For a manager, one of the big appeals of running a hedge fund is that clients can’t move money in and out as easily as with a mutual fund, so you only have to worry about how outflows will affect your strategy during certain windows. But with hedge funds and activist investing both on the upswing, Pershing Square Capital Management founder Bill Ackman wants even more freedom. A possible London IPO for Pershing Square Holdings (the $2.6 billion offshore fund) would reportedly raise as much as $3 billion in capital, giving Ackman a war chest that’s not susceptible to withdraws from nervous clients.
Ackman would list at $4 billion market cap
Ackman was reportedly in London in late April, trying to build support among European investors for the IPO reports Alexandra Stevenson for DealBook. Pershing Square hasn’t made a public statement about the possible IPO, but people who have seen offering document told Stevenson that Ackman would initially raise between $1 billion and $3 billion and that he would list the offshore fund on the London Stock Exchange as soon as he had raised $4 billion.
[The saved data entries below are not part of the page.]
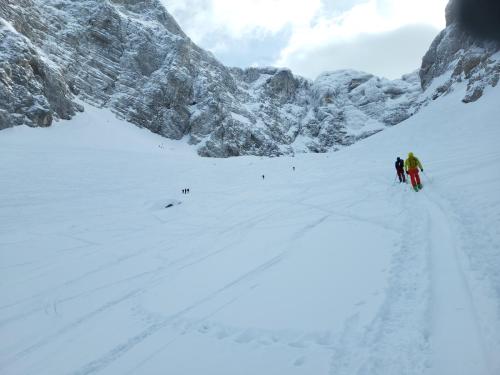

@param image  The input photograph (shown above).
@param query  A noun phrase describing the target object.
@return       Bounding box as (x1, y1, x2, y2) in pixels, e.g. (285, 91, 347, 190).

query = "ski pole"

(422, 171, 432, 183)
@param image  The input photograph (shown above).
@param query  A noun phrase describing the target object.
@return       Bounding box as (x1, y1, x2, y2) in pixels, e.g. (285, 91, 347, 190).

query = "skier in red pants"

(404, 152, 424, 192)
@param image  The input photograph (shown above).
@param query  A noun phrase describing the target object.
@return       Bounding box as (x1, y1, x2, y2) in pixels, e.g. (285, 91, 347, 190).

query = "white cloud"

(276, 0, 448, 70)
(281, 24, 441, 79)
(163, 0, 322, 40)
(161, 0, 216, 42)
(162, 0, 450, 78)
(209, 0, 322, 37)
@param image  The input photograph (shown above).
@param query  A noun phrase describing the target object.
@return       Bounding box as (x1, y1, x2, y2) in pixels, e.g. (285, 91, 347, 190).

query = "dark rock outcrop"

(420, 0, 500, 103)
(0, 18, 80, 129)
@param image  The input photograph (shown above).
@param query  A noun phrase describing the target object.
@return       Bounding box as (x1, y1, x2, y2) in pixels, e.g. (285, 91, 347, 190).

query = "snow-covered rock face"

(305, 70, 422, 150)
(0, 0, 237, 142)
(0, 0, 423, 156)
(0, 15, 81, 129)
(420, 0, 500, 103)
(0, 0, 497, 155)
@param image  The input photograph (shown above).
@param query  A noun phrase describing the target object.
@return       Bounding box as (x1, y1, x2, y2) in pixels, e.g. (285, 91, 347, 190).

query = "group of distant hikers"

(182, 157, 424, 195)
(395, 152, 424, 192)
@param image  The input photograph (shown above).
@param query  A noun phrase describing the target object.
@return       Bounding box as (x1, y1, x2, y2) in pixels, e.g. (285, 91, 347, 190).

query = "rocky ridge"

(0, 0, 498, 157)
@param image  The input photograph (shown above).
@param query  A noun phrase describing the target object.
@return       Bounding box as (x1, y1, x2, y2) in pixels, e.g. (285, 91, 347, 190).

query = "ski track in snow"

(424, 193, 491, 375)
(329, 187, 431, 375)
(1, 89, 500, 374)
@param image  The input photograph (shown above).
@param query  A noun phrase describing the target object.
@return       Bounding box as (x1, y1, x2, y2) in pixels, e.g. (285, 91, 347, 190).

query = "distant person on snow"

(405, 152, 424, 192)
(395, 157, 405, 183)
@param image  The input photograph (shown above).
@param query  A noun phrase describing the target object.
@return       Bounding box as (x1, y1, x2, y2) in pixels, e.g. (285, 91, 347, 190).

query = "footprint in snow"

(288, 340, 307, 348)
(198, 324, 211, 334)
(216, 328, 231, 340)
(293, 356, 306, 367)
(235, 330, 256, 344)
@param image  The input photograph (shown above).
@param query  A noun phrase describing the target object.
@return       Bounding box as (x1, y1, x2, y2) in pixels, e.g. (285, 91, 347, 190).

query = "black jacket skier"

(395, 157, 406, 183)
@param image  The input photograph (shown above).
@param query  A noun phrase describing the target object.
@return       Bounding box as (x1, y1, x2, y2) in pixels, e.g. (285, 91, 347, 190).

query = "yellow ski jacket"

(404, 153, 423, 171)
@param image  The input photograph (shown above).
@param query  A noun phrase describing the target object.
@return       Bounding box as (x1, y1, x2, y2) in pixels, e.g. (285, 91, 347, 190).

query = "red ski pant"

(407, 168, 421, 187)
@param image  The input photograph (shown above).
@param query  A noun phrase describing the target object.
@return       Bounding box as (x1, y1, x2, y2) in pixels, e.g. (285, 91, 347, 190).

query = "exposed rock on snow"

(420, 0, 500, 103)
(0, 19, 80, 129)
(0, 0, 498, 154)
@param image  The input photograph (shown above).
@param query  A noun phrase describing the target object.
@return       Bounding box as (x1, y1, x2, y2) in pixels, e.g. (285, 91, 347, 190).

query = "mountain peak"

(1, 0, 499, 156)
The timetable and location can still change, and there’s no guarantee that the IPO will actually happen. Ackman discussed the possibility of taking a fund public a few years ago and never pulled the trigger, so if he doesn’t find enough support among institutional investors this place could also quietly go by the wayside.
A public hedge fund would give exposure to activist investing without losing liquidity
If Bill Ackman goes through with the IPO, it would make it possible for all kinds of investors to include his brand of activism in their portfolios (investing directly with Pershing is simply not possible for most people). It would also combine the advantages of putting your money in the hands of a successful hedge fund manager with the liquidity of equities and no fees. Even for institutional investors that could become a Pershing Square, buying shares of Pershing Square could be a better deal than locking up money for the long haul in some instances.
For Pershing Square, going public while the market is going strong and hedge funds are having strong inflows also makes sense because he could for once benefit when investors get nervous. If a public Pershing Square saw its stock price start to drop in the face of a crisis, buying back shares at a discount and recapitalizing later would be a silver lining in an otherwise difficult time.